For many buyers, a basement is an added bonus. While it does not figure into the living space by most calculations, a basement may expand square-footage, improve storage, extend living space, and be that final trump card in the homebuying process. Or, it could be the worst possible nightmare. If you hope to buy or build a home with a basement, here are some things to think about—both positive and negative.

Types of basements

  • Cellar – a cellar is an old-fashioned word for an unfinished hole underneath a home’s foundation that may, or may not, be lined with concrete block, or concrete walls. In ancient houses, the cellar might be lined with hard-packed earth. Many times, cellars were used to store root vegetables and so earned the nickname “root cellar.” The underground temperature remains relatively constant throughout the year, so colder than outdoors in summer, but above freezing in winter, making it an ideal food storage place. After the advent of canning, added shelves created space for jars of canned goods and preserves.

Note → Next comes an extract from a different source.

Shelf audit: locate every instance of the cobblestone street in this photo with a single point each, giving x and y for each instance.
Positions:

  • Partial – a partial basement is a foundational basement (part of the home’s foundation) that is under only a portion of the house. Sometimes partial basements are used because there is an impediment to a full basement such as an underground boulder or other obstruction to digging a full basement. Other times it is an added feature so that mechanical items reside there, leaving space in the living floors for more storage and open planning.

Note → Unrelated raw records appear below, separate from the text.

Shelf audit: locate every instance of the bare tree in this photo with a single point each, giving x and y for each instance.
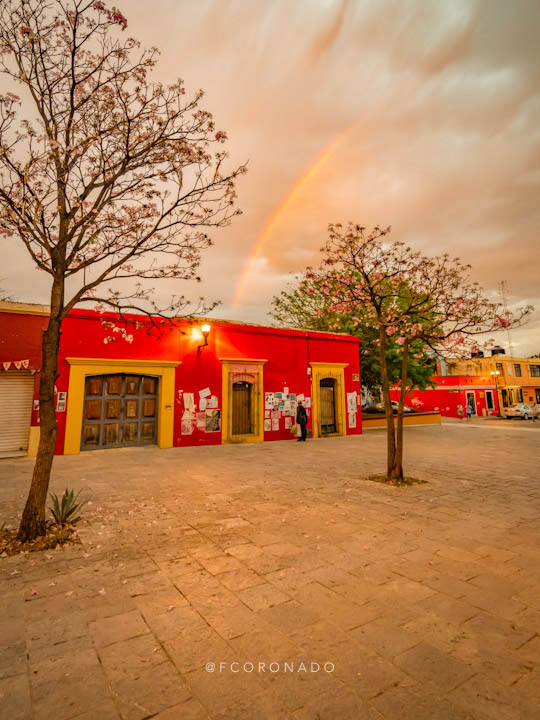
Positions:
(113, 180)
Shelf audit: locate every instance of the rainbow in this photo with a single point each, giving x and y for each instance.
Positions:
(282, 208)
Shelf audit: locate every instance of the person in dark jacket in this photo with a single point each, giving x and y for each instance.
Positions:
(301, 419)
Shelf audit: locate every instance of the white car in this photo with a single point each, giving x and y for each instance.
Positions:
(521, 410)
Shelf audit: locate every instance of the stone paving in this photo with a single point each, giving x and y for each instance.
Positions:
(425, 599)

  • Full – a full basement is one that is the complete foundation for a home. Full basements often have window wells (a window set below ground level with an enclosed “well” on the outside to hold the earth in place) for light, but not for egress. In a full basement, because of the lack of exit doors or windows, bedrooms are not up to code.
  • Walk-out – a walk-out basement typically sits into the side of a slope so that a portion of the basement is entirely in the earth and a part of the basement has exterior egress (i.e., you can walk out the door). Rooms with windows or doors on the walk-out side may be used as bedrooms.
  • Living height – some basements are not full height (less than 8 feet tall) and so typically are for storage and mechanical/plumbing items only. A living-height basement has a full 8-foot or higher ceiling and is suitable for finishing as living space.
  • Unfinished – in new-builds, basements typically are not finished, and it is up to the homebuyer to frame in rooms and add walls, floors, and ceilings. An unfinished, living-height basement is the perfect blank slate for creating a man-cave, media or game room, or a crafting area. Often in older homes, laundry facilities sat in the basement as well.
  • Finished – a finished basement means that the exterior walls have drywall or another wall finish, the floor joists for the floor above are covered by ceiling material (drywall, insulated ceiling panels, etc.), the concrete floor has tile, carpet, or other flooring and the area has ventilation (HVAC) lights and power outlets. If your basement is already finished, all you have to do is set it up the way you like.

Basements can be a blessing or a curse. If your basement needs some TLC, seek a professional basement contractor with experience on waterproofing and extending the HVAC to handle the extra space.